Как только стало известно, что углекопы Севера вынуждены распустить свой союз и отказаться от услуг Робертса, углекопы Ланкашира организовали союз, объединивший около 10 тыс. рабочих, и гарантировали своему генеральному поверенному содержание в 1200 ф. ст. в год. Осенью прошлого года в союз поступало в месяц свыше 700 ф. ст., из которых около 200 ф. ст. уходило на жалованье, судебные издержки и т. д., а остальное тратилось большей частью на пособие рабочим, оказавшимся безработными, или бастующим вследствие столкновений с хозяевами. Так рабочие с каждым днём всё больше сознают, что, объединившись, они образуют достаточно внушительную силу и, когда в этом будет крайняя необходимость, смогут помериться силами с буржуазией. Вот это сознание, которое является важным результатом всех рабочих движений, возникло у английских углекопов благодаря образованию союза и стачке 1844 года. Пройдёт ещё немного времени, и углекопы, уступавшие до сих пор промышленным рабочим в сознательности и энергии, сравняются с ними и смогут во всех отношениях идти с ними плечом к плечу. Так всё более и более расшатывается почва под ногами буржуазии, и в конце концов всё её государственное и общественное здание рухнет вместе с базисом, на котором оно стоит.
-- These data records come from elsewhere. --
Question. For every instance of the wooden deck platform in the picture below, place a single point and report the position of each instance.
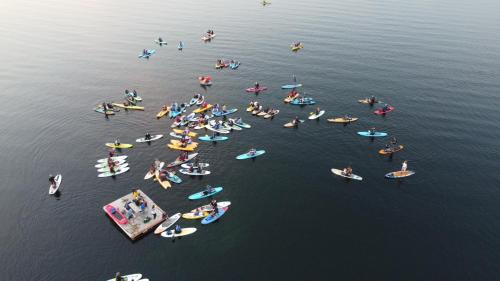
(135, 226)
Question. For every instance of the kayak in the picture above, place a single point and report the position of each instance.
(179, 131)
(54, 187)
(153, 137)
(205, 194)
(367, 101)
(174, 178)
(167, 223)
(389, 151)
(291, 86)
(215, 138)
(376, 134)
(117, 172)
(101, 110)
(115, 214)
(161, 43)
(256, 90)
(184, 232)
(189, 165)
(175, 147)
(296, 48)
(381, 111)
(105, 164)
(106, 169)
(303, 101)
(221, 131)
(234, 65)
(269, 115)
(162, 113)
(130, 277)
(341, 173)
(121, 145)
(135, 107)
(219, 113)
(343, 120)
(164, 183)
(179, 143)
(248, 156)
(313, 115)
(213, 217)
(178, 162)
(147, 54)
(150, 174)
(195, 172)
(399, 174)
(203, 109)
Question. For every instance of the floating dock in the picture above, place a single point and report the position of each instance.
(141, 222)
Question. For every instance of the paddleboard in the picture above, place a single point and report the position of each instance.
(204, 194)
(121, 145)
(248, 156)
(213, 217)
(153, 138)
(184, 232)
(374, 135)
(53, 188)
(167, 223)
(316, 116)
(340, 173)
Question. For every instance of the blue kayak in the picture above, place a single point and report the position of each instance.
(220, 113)
(374, 135)
(147, 54)
(213, 217)
(174, 178)
(234, 65)
(248, 156)
(291, 86)
(303, 101)
(205, 194)
(210, 138)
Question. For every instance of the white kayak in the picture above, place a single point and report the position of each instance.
(53, 188)
(106, 169)
(189, 165)
(167, 223)
(313, 115)
(341, 173)
(130, 277)
(153, 138)
(115, 158)
(150, 175)
(105, 164)
(184, 232)
(117, 172)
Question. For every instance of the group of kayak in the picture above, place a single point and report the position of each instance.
(232, 64)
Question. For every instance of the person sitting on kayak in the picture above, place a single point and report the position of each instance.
(404, 167)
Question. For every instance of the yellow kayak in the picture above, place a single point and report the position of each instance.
(121, 145)
(203, 109)
(343, 120)
(162, 113)
(178, 143)
(179, 132)
(176, 147)
(135, 107)
(194, 215)
(165, 184)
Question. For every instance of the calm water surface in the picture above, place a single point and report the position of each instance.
(437, 62)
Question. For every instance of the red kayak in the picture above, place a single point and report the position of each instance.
(256, 90)
(115, 214)
(381, 111)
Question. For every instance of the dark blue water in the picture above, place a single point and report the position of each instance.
(437, 62)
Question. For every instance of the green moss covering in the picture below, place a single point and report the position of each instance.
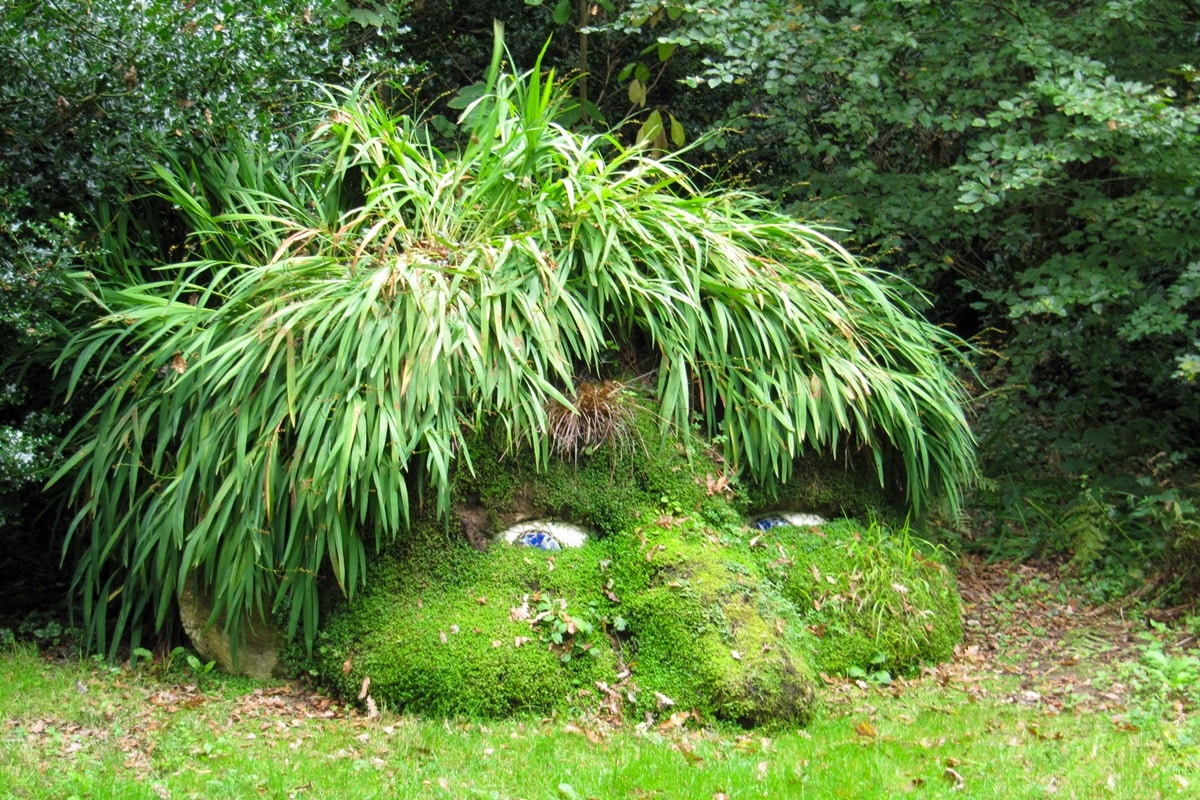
(673, 605)
(828, 488)
(870, 596)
Но буржуазия не считается с предостережениями. Протест углекопов только ещё больше её ожесточил; она увидела в нём не шаг вперёд рабочего движения в целом, шаг, который должен был бы заставить её образумиться, а только повод излить свой гнев на класс людей, настолько неразумных, чтобы не соглашаться дольше терпеть прежнее обращение с ними. В справедливых требованиях неимущих буржуазия увидела лишь дерзкое недовольство, сумасбродное возмущение против «установленного богом и людьми порядка» или, в лучшем случае, успех «злонамеренных демагогов, живущих агитацией и слишком ленивых для того, чтобы работать», — успех, который необходимо подавить всеми средствами. Буржуазия пыталась, разумеется безуспешно, изобразить перед рабочими таких людей, как Робертс и агенты союза, которые, вполне естественно, существовали на средства союза, ловкими мошенниками, выманивающими у них, бедных рабочих, последний грош. — Когда видишь это безумие имущего класса, когда видишь, насколько ослеплён он своими временными выгодами, насколько не замечает он самых красноречивых знамений времени, действительно теряешь всякую надежду на мирное разрешение социального вопроса для Англии. Единственным возможным выходом остаётся насильственная революция, и она, несомненно, не заставит себя долго ждать.